Sanchez's hand in mine gave a little spark, like a small jolt of electricity as we touched. We both fought not to jump, but the others noticed, or maybe they felt it. I was standing in a room full of trained psychics.
“You spiked her, Arrio; bad practitioner, no cookie,” Spider said. The other men gave that masculine chuckle that women, even butch women, can never quite imitate.
“Sorry, Marshal,” Sanchez said.
“No harm, no foul,” I said.
He smiled and nodded, but he was embarrassed. I realized that the handshake had been a test not just for me but for all of us. Just as the men would test their bodies in weight training, the gun range, drills, this was a test, too. Could you hide what you were, hand to hand with another psychic? I'd met a lot who couldn't have done it.
“You need to work at your contact shielding, Arrio,” Rocco said.
“Sorry, Sarge, I will.”
Rocco nodded and moved to the next man. He was Theodoros, very Greek sounding and looking, but he was Santa, though Santa never looked like that when I was a little girl. His hair was straight and as black as Sanchez's and my own. He was the proverbial tall, dark, and handsome, if you were into jocks. I wondered how in hell he'd earned the nickname “Santa.” It was Spanish for
saint
, but somehow I didn't think that's what they were going for.

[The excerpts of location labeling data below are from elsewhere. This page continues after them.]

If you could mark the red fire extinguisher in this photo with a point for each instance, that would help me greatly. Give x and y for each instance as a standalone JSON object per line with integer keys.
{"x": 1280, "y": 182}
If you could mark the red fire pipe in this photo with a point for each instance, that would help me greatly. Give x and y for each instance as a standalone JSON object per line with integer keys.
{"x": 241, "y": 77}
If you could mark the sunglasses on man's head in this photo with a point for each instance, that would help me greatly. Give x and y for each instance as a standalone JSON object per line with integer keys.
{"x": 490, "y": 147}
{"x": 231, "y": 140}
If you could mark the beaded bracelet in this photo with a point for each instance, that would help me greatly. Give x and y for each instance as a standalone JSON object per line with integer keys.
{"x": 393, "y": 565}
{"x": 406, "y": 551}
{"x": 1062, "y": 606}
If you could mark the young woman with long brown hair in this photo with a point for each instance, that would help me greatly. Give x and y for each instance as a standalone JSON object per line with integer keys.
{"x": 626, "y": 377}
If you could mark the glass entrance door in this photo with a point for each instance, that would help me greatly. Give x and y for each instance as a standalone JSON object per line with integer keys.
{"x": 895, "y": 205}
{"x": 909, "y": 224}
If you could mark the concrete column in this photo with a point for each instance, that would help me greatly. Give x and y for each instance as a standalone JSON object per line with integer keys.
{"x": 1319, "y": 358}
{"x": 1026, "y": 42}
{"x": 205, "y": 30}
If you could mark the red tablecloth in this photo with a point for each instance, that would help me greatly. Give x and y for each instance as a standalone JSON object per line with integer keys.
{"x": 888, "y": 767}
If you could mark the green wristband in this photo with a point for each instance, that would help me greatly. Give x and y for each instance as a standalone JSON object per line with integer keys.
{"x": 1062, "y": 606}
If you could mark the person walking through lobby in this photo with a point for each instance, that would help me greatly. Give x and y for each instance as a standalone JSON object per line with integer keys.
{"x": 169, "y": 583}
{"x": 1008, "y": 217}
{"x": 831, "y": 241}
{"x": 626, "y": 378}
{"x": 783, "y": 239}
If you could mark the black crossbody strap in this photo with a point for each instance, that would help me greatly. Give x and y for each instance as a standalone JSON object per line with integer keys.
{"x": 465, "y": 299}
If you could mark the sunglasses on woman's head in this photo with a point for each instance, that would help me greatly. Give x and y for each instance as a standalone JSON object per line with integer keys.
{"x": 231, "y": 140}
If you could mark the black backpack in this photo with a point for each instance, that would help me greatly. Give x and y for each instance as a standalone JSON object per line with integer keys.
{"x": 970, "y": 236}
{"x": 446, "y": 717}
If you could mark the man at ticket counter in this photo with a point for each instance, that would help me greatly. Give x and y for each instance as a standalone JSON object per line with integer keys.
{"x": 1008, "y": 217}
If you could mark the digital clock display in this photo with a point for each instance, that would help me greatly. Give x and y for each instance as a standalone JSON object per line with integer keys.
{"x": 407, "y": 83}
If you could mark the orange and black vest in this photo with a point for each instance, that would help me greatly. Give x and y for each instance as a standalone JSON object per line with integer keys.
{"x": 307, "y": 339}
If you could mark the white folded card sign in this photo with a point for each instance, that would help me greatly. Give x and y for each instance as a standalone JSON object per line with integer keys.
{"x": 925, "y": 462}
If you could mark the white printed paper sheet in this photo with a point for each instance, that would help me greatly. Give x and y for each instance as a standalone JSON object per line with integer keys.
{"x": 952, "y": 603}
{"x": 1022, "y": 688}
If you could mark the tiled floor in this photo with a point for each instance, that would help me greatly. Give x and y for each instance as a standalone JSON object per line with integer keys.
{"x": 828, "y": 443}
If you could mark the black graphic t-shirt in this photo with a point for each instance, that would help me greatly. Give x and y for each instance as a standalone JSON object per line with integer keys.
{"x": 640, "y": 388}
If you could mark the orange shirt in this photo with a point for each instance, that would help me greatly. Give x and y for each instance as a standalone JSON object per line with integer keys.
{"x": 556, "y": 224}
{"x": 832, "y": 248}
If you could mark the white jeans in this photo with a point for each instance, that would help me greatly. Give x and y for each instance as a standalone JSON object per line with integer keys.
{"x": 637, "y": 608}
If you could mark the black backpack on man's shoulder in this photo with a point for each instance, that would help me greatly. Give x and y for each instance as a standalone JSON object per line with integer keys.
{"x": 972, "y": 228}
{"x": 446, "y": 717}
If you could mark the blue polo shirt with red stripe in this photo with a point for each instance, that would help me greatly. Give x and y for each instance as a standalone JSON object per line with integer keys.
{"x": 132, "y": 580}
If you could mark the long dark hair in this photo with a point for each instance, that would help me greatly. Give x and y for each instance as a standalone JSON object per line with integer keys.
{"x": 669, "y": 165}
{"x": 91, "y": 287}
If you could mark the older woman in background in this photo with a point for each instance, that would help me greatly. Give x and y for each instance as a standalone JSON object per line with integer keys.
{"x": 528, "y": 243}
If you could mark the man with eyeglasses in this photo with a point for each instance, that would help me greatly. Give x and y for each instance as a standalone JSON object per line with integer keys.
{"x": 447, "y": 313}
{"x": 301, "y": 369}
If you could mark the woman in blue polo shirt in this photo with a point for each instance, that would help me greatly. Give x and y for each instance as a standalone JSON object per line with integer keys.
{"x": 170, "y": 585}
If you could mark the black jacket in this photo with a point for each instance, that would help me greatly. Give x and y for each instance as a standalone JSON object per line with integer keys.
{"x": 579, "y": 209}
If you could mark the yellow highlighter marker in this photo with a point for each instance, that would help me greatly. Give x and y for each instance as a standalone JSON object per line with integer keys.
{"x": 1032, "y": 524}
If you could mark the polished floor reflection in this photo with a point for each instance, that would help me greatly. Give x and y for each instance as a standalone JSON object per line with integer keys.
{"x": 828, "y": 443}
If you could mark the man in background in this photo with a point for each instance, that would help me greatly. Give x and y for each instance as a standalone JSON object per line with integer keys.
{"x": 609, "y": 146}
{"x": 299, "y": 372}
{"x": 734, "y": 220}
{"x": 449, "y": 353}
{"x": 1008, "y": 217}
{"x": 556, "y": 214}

Santa didn't have any trouble shaking my hand and not letting me feel anything but a firm handshake. It would be a point of pride for him and the last man. Sanchez had blown it; they'd work harder because of it.
The last man was also ethnic, but I wasn't entirely sure what flavor. His short hair was curly enough to be African American, but the skin tone and facial features were not quite that. He, too, was tall, dark, and handsome, but in a different way. His eyes couldn't decide if they were dark brown or black. They were somewhere in between my dark brown and Rocco's almost black. But either color, they were framed by strangely short but very, very thick lashes, so that his eyes looked bigger and more delicate than they were, like something edged in black lace.
“Moonus, Moon,” Rocco said.
We smiled; we shook. Rocco motioned me to follow him to the front of the room. We stood in front of the whiteboard. “I'm Cannibal.” Like Spider, Cannibal made me wonder why that name.
“If we're doing first names and nicknames, then I'm Anita.”
“We heard you had a nickname,” Cannibal said.
I just looked at him, waited for him to say it.
“The Executioner.”
I nodded. “The vampires call me that, yeah.”
Davey called out, “You look a little short to be the Executioner.”
“Everyone looks short to you, Davis,” I said. “What are you, six-four?”
“Six-five,” he said.
“Jesus, most of the human population must look short to you, unless you're at work.”
They laughed at him, and with me, which was good. The sergeant quieted the laughter with a gesture and said, “We do use nicknames, Marshal; do you want us to use yours?”